Well, after much thinking, searching, and fixing, i have finally fixed my problem of horrible clutch slip. In the end, all it ended up being was bad master/slave cylinders for the clutch. I replaced them on fri. night, and it has made a world of difference. Before I fixed it, if I punched it in 3rd to 5th, it would just completely slip, and I would go nowhere. Also, my boost was really uneven. It would sometimes hit 3, or 7, or 5, whatever it felt like doing. if it ever hit what it's set at(8psi), it would hit it, then just start losing boost as the clutch slipped. Now, I make a constant 8 psi whenever I want, i lose no boost, and it doesn't tap out at stupid uneven amounts. Also, the shifting between gears is much improved, no longer being rough and uneven. Finally, I am starting to regain some faith in the old Z. All that's left now is the exhaust, the uneven idle, and the headlight switch. It's easy from here on out......hopefully.


----------



## JAMESZ (Mar 12, 2004)

Good to hear. Hope it comes together for you. Hows the underbody and frames doing?


----------



## JakeMonkey (Feb 3, 2004)

underbody and frame are still rusted, but it's all minor surface rust. THe suspension parts are rusted, but not enough to affect performance or safety. this summer i plan on doing a massive anti rust campaign project on the car, to bring it back to full potential and looks.


----------



## Zen31ZR (Mar 24, 2004)

Hmm I have that same slippage problem , but pretty sure mine is just age of the clutch. It'll hold about 8-9 pounds of boost just fine , but if I go to the full 14 psi it lets go. Might be worth looking into , I guess , even though I already have a new clutch coming.


----------



## JakeMonkey (Feb 3, 2004)

yeah, i ordered a $350 clutch, and decided that before i spend another 200+ on the install ( i don't have the equipment to do it myself), i should check out the cheaper and easier job. I did, and i'm glad i did. I sent the clutch back, and am out $75 instead of $500+.


----------



## Zen31ZR (Mar 24, 2004)

JakeMonkey said:


> yeah, i ordered a $350 clutch, and decided that before i spend another 200+ on the install ( i don't have the equipment to do it myself), i should check out the cheaper and easier job. I did, and i'm glad i did. I sent the clutch back, and am out $75 instead of $500+.


Where do you get a clutch installed for $200. I want to send my car there.


----------



## JakeMonkey (Feb 3, 2004)

hehe...that was a figurative guess. i've never had it done, so i have no idea of the price. My roommate had his truck done a few months ago at some crap shop near where we live, and with clutch and all, it only cost him like $280. i think it was a sheisty job though.


----------



## Zen31ZR (Mar 24, 2004)

JakeMonkey said:


> hehe...that was a figurative guess. i've never had it done, so i have no idea of the price. My roommate had his truck done a few months ago at some crap shop near where we live, and with clutch and all, it only cost him like $280. i think it was a sheisty job though.

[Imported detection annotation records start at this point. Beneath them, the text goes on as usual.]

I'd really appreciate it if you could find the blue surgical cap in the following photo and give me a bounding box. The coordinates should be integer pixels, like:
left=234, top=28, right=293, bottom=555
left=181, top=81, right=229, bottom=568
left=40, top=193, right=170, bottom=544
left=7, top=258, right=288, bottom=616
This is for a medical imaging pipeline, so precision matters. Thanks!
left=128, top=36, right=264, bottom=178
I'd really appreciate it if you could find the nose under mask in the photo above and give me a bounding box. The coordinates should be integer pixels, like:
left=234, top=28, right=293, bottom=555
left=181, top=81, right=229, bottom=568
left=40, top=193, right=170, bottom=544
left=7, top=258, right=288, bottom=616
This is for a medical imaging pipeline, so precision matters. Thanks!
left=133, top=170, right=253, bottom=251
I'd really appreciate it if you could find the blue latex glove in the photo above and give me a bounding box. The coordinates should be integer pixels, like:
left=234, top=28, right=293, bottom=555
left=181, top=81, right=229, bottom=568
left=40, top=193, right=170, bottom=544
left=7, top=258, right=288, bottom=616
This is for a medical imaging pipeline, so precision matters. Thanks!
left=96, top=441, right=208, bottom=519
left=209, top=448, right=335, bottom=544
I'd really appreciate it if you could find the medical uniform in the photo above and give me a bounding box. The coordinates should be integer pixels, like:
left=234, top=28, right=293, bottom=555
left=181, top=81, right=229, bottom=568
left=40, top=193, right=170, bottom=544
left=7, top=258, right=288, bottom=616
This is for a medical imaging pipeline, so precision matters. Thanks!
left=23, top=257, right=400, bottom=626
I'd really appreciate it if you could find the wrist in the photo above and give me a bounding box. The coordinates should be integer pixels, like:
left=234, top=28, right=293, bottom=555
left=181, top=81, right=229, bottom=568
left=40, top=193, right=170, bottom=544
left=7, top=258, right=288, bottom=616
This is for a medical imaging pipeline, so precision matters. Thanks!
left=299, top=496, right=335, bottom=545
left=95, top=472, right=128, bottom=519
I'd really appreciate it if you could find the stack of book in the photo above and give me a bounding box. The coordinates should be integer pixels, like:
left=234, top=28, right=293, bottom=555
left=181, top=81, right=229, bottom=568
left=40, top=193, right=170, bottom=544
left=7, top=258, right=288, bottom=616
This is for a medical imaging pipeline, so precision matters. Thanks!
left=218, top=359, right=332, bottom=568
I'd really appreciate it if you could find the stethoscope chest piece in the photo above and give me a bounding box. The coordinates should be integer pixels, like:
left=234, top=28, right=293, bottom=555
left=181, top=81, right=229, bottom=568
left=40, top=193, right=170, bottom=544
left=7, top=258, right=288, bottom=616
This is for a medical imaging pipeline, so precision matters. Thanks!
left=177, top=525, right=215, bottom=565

I know FWD and AWD cars can top $1000 for a clutch install. RWDs should be a ton cheaper , since it's a LOT less labor , but it's been so long since I had a RWD car that needed a clutch , I have no idea. I'd say it's closer to $500-$600 maybe , depending on where you live.


----------



## JAMESZ (Mar 12, 2004)

RWD is so much eqasier to change the clutch on. It usually is tons cheaper if you have to pay someone.


----------